Summarizing and if I understood correctly, looks like the Locale(LanguageCode, CountryCode)
option is preferred? Looks to me that it's useful to keep the current Language
enum for the places where we need the 3-letter ISO codes. And the Locale
option is actually an extension of it just to cover a different use case. If at some point we need something that is not covered by this Locale
enum (the 2 cases Matt mentioned) we'll see how we do it.
So I think we can do this next:
Locale(LanguageCode, CountryCode)
Please comment if I've missed something or you disagree with something.
This is the kind of thing I had in mind:
public class LanguageCode {
private final String code2, code3, englishName;
- Always use three-letter codes to serialize
public static fromString(String code) ...
- Validate and cache based on the ISO list Markus posted
Then we need a "Locale", except since there's java.util.Locale
I think we should pick a different name. How about LanguageRegion
?
public class LanguageRegion {
private final LanguageCode languageCode;
private final Optional<Country> region;
- Serialize using the IETF form, i.e. prefer the two-letter language code if it exists.
- It's possible to create "es_JP" or whatever, I don't think deciding what's valid is this class's issue.
private static final EN = ... // if it's useful to have these in code
private static final ES = ...
... fromString(String code)
... fromString(language, region)
}
The current Language
can then be deprecated.
Ok so I understand you mean to load all languages at startup form the file Markus posted (as they do in CoL)? And for the LanguageRegion
we also have to do the same in order to know all the possible language-country combinations. Probably everything has to be in the same file since the LanguageRegion
depends on the LanguageCode
, so that file as it is now is not valid for us.

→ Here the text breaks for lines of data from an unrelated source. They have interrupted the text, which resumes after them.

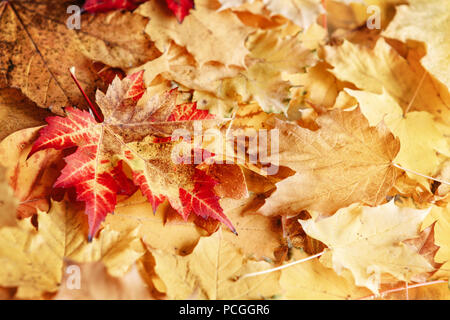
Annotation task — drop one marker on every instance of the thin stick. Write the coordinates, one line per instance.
(254, 274)
(91, 106)
(415, 94)
(423, 284)
(420, 174)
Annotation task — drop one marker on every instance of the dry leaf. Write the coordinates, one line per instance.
(208, 35)
(368, 242)
(343, 162)
(210, 272)
(382, 67)
(38, 48)
(97, 284)
(33, 259)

Also, since they are not enums anymore we'd also have to do some changes in the http://api.gbif.org/v1/enumeration endpoint to accommodate these classes (probably agreed with the front-end developers).
As a long-term solution it looks good but requires some time, specially to come up with the file with all the possible combinations.
Since this is blocking the vocabulary from starting the import and curation of vocabularies, I suggest that we move this issue to the gbif-api and I move the TranslationLanguage
enum from gbif-api to the vocabulary project and I remove some weird languages. As long as the new future implementation uses the same serialization it's no problem to change the vocabulary to use different classes.
Does this make sense to you?
Since this is blocking the vocabulary from starting the import and curation of vocabularies, I suggest that we move this issue to the gbif-api and I move the
TranslationLanguage
enum from gbif-api to the vocabulary project and I remove some weird languages. As long as the new future implementation uses the same serialization it's no problem to change the vocabulary to use different classes.
Yes, that's fine for the moment. It gives more time to consider how the API should handle languages.
I moved the enum and renamed it: https://github.com/gbif/vocabulary/blob/master/model/src/main/java/org/gbif/vocabulary/model/enums/LanguageRegion.java
Also created endpoint in the vocabulary to retrieve the values: http://api.gbif-dev.org/v1/vocabularyLanguage
It's only deployed in DEV for now.
Changes can be done due to UI needs or if more language cleaning is required.
I close this and this discussion can be continued in https://github.com/gbif/gbif-api/issues/51
We are currently using 3 letter language codes. That is not enough to describe all the languages we would like to support/describe. An example is zh-TW Chinese traditional/taiwanese. We already have the website translated into traditional Chinese - we do not want to loose this option.
So we need a new enumeration for languages (existing is here). It seems natural to look to Crowdin as they make a living from translations.